Focus on Mobile and Work-From-Home Security
In the final acquisition phase, as transition plans are rolled out, it is important to acknowledge “Work-From-Anywhere” (WFA). How do you evaluate how a target manages mobile workers and work-from-home employees? Evaluation begins with the review of the company policies for mobile and remote users. The next step would be to validate the policies and standards are being followed and documented. The policies and standards for mobile and remote workers should mirror or exceed the controls specified in the acquiring companies’ policies. For example:
- Does the target use VPNs? This will vary depending on the size and complexity of the company. Some companies that are smaller in size and don’t have a corporate infrastructure would not necessarily need to use a VPN to connect to critical services.
- Were additional resources implemented to accommodate those additional remote users?
- Is zero trust methodology in place? Companies not equipped with proper end point protection and data loss prevention will continue to find themselves in catch up mode.
- Are security teams fully prepared for WFA vulnerabilities and the company’s resources insulated from increased risks?
- Policies and procedures for home and OOO Wi-Fi use should be evaluated.
Supply Chain Issues
To evaluate the security of the target’s connections with third parties, the acquiring organization must have access to the list of the target company’s third parties and an indication of the risks they represent to the target company. This is typically available and if not should raise a red flag! The use of a continuous monitoring Security Rating Service can also quickly provide an indication of the cyber hygiene of the target company and of the critical third parties they rely on.
As third party links are an increasingly common attack vector, the acquiring organization must review any control weaknesses identified by the target company specific to the target’s third parties.
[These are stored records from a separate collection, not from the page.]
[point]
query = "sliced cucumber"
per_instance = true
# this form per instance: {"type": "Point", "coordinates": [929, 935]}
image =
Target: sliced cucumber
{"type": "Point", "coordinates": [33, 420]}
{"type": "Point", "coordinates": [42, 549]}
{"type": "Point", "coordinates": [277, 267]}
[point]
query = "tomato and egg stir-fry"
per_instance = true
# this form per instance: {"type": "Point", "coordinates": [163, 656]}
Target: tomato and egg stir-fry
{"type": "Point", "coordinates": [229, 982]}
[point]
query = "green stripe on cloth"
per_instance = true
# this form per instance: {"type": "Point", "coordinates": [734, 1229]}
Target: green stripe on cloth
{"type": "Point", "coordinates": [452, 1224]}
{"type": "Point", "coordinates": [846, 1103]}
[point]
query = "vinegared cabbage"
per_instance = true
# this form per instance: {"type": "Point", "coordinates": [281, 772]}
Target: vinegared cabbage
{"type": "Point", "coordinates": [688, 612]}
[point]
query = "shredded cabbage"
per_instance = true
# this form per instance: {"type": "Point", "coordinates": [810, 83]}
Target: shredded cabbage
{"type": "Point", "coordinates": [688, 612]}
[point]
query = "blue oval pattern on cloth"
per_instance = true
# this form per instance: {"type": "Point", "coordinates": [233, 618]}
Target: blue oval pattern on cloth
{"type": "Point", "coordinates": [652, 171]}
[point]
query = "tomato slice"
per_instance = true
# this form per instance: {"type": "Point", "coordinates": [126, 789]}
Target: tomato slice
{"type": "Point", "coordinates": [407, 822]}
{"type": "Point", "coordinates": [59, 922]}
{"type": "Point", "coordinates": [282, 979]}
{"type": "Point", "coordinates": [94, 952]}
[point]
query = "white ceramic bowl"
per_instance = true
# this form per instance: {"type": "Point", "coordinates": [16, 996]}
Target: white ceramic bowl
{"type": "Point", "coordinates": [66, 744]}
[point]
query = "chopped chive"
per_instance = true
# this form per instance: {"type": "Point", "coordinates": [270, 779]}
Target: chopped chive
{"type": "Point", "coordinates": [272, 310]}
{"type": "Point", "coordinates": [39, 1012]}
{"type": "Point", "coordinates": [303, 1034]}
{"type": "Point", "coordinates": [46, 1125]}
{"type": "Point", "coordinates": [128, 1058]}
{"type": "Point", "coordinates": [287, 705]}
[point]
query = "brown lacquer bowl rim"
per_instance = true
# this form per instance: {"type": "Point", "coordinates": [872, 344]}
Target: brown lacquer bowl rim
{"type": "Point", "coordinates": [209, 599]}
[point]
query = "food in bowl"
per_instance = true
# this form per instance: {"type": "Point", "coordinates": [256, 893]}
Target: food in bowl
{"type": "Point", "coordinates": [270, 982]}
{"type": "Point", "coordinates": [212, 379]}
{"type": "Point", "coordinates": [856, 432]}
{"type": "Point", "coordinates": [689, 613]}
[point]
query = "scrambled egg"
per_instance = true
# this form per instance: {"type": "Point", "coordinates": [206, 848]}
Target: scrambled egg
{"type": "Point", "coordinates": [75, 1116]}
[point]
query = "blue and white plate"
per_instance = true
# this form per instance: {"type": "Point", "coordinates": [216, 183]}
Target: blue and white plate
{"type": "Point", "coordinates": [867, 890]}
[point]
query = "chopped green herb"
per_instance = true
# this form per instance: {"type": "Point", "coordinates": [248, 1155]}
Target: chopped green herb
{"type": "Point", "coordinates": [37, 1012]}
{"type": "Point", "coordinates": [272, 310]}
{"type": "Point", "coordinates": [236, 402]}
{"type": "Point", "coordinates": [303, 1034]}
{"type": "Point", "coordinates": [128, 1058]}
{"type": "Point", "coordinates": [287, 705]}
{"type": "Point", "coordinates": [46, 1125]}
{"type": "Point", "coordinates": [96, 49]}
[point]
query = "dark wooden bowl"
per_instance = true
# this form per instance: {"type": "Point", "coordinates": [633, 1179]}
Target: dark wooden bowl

Ensure the timely remediation of those control weaknesses has been performed and validated. The use of continuous monitoring solutions to identify cyber vulnerabilities would help to identify areas around patch currency and cadence.
Diversity and Cultural Issues
In an acquisition, the acquirer must gain an understanding of the target’s overall corporate culture. That can be started during the Pre-signing period in the document sharing and interviewing phase. Reviewing the target’s human resources policies and procedures can be informative, as can the target’s employee turnover rate, particularly in the areas most important to the acquirer.
As the selection period in a merger is likely to be more protracted than that of an acquisition, it is vital that both parties feel comfortable that their cultures will successfully mesh. And the acquirer needs to ascertain whether its target or merger partner shares (or is amenable to sharing) its positions on Environmental, Social and Governance (ESG) issues.
Additionally, look for level and certifications staff of the acquired company have received as well as the experience level of the senior management. Look for retention of top talent as this speaks better to culture and the management style of the acquired company. Look at peer group and trade group participation – does the target encourage its employees to enhance their skills by supporting certifications and the continuing education required to maintain them?